We even expect politicians to validate us by not seeming to be too superior to us or too “other”. Even with his patrician pedigree and his Ivy League degrees, George W Bush made millions of plebeians feel validated. Rednecks everywhere wanted to have a beer with “W”. By contrast, our current president isn’t a very convincing Validator-In-Chief. He’s too black, too smart and too “other”. A redneck can’t imagine Obama having a beer with a redneck – but he can watch him having a beer on the White House lawn with Henry Louis Gates under circumstances that reinforce Obama’s “otherness”.
Had Obama been running against George W Bush, he couldn’t have won the 2008 election. We expect our presidents to validate us, to make us feel OK about our bigotries, our ignorance of the US Constitution and our closed-mindedness.

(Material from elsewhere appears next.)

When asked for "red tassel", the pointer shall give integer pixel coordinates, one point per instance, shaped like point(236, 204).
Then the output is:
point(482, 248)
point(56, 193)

On one recent hot afternoon I overheard three conversations that support my thesis that what everybody is saying is “validate me”.
At the St. Albans Public Library I overheard a math tutor telling his friend he was even more qualified to teach Algebra than some smartass college professor who is certified in calculus, trigonometry and physics.
“Validate me. I count, too,” he was saying.
Later that day I heard an old woman telling stories to a friend. In every story she told, she was the heroin.
“Validate me, will somebody please validate me!” she seemed to be screaming.
At the Town Center mall I overheard a woman telling her friend how her volunteer work had gone unnoticed and unappreciated.
“Validate me!”
My Kentucky Baptist correspondent, Darrell, may remember a joke that Baptist preachers used to tell. They used to say you could offend the organ player by praising the piano player and you could offend the person who brought the petunias by forgetting to thank the person who brought the roses.
Those aren’t flowers on the dais. Those are invoices demanding payment for services rendered.
“Validate me!”
Armed with this insight into human nature, I face each day and each conversation with a choice. I can either offend the people I meet by not validating them or I can go ahead and offer them the validation they seek. It saves time and, if you’re running for office, it’ll help you get elected.